The theory was if you were successful marketing a product - soap, for example - you could apply your smarts to marketing a non related product - like shoes.

So it was no surprise that in 1968 Marty and Elliot Gant sold the Gant Shirt Company to Consolidated Foods.

They received a lot of money plus employment contracts.

Marty thought he would keep his nose to the grind stone and one day could end up CEO of Consolidated.

A few days after the closing he went to his office and was surprised to find someone sitting at his desk. The man, a Consolidated VP, introduced himself to Marty.

He said," Marty, I understand you like playing golf."

When Marty replied he liked golf the man said," Go play golf. We will send you your checks."

I crossed paths with Marty on 5th Avenue. a few weeks after the sale.

I said, " I was in the A+P last night. I was surprised to find Gant shirts next to the carrots.
 

Fading Fast

Connoisseur
In the mid 60's the concept of " the conglomerate" came to pass.

The theory was if you were successful marketing a product - soap, for example - you could apply your smarts to marketing a non related product - like shoes.

So it was no surprise that in 1968 Marty and Elliot Gant sold the Gant Shirt Company to Consolidated Foods.

They received a lot of money plus employment contracts.

Marty thought he would keep his nose to the grind stone and one day could end up CEO of Consolidated.

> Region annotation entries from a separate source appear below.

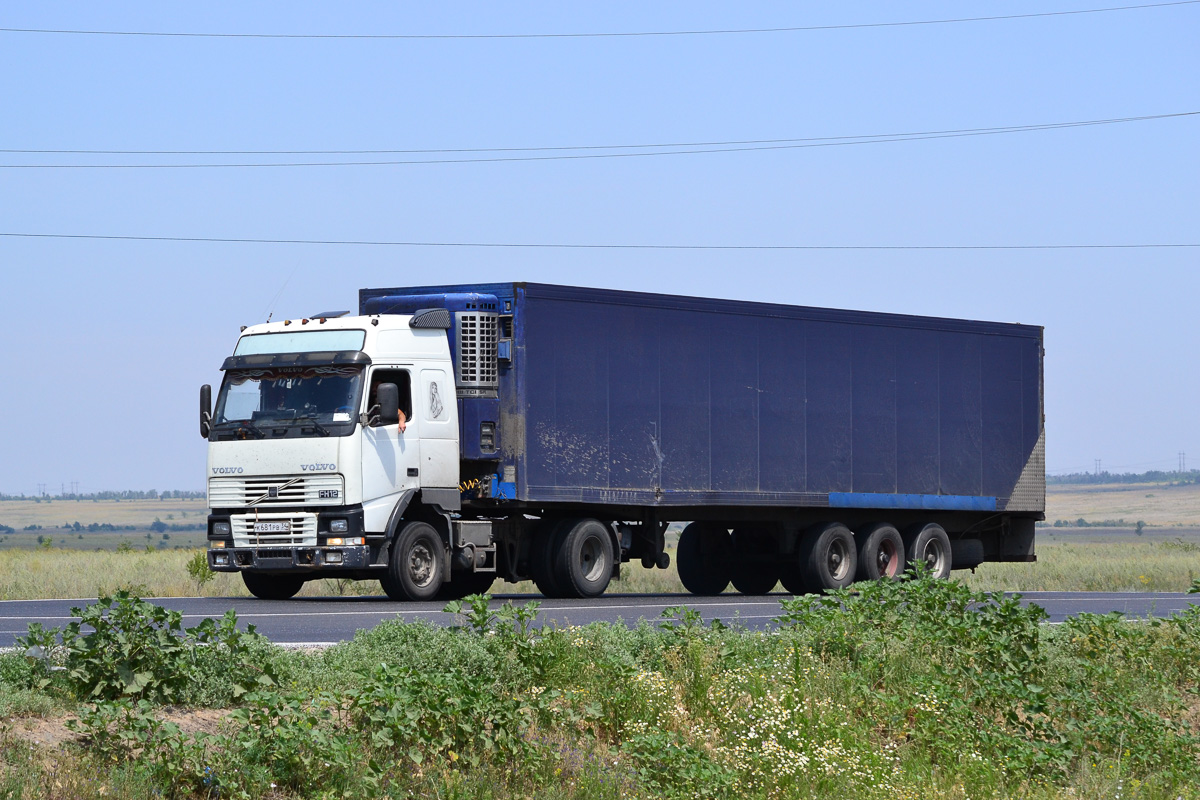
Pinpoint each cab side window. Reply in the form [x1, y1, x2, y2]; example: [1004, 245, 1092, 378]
[367, 369, 413, 425]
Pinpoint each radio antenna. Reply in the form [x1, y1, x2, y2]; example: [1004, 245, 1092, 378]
[259, 264, 300, 321]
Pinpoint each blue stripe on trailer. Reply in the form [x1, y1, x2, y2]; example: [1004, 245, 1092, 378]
[829, 492, 996, 511]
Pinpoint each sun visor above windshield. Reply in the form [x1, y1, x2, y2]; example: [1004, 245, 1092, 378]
[362, 291, 500, 314]
[221, 350, 371, 369]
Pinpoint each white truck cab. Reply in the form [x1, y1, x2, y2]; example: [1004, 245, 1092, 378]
[200, 309, 494, 600]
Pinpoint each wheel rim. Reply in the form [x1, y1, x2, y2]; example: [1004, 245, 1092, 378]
[580, 536, 607, 583]
[875, 539, 900, 578]
[923, 539, 946, 575]
[408, 542, 434, 589]
[826, 539, 850, 581]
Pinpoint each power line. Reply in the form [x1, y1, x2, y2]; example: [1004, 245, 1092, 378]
[0, 231, 1200, 251]
[0, 112, 1200, 156]
[0, 112, 1200, 169]
[0, 0, 1200, 40]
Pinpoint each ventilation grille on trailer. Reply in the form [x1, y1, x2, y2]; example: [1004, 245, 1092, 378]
[457, 311, 500, 397]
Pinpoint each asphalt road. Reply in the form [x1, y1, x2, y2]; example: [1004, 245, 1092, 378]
[7, 591, 1200, 648]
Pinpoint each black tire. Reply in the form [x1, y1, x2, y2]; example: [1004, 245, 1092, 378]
[730, 528, 779, 595]
[857, 522, 905, 581]
[554, 519, 613, 597]
[676, 522, 733, 595]
[379, 522, 445, 601]
[904, 522, 953, 579]
[241, 572, 304, 600]
[438, 572, 496, 600]
[800, 522, 858, 591]
[529, 519, 569, 597]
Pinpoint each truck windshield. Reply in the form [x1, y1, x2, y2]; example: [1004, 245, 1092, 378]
[214, 367, 362, 438]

A few days after the closing he went to his office and was surprised to find someone sitting at his desk. The man, a Consolidated VP, introduced himself to Marty.

He said," Marty, I understand you like playing golf."

When Marty replied he liked golf the man said," Go play golf. We will send you your checks."

I crossed paths with Marty on 5th Avenue. a few weeks after the sale.

I said, " I was in the A+P last night. I was surprised to find Gant shirts next to the carrots.
Fantastic story. It could have been a scene out of a "Mad Men" episode.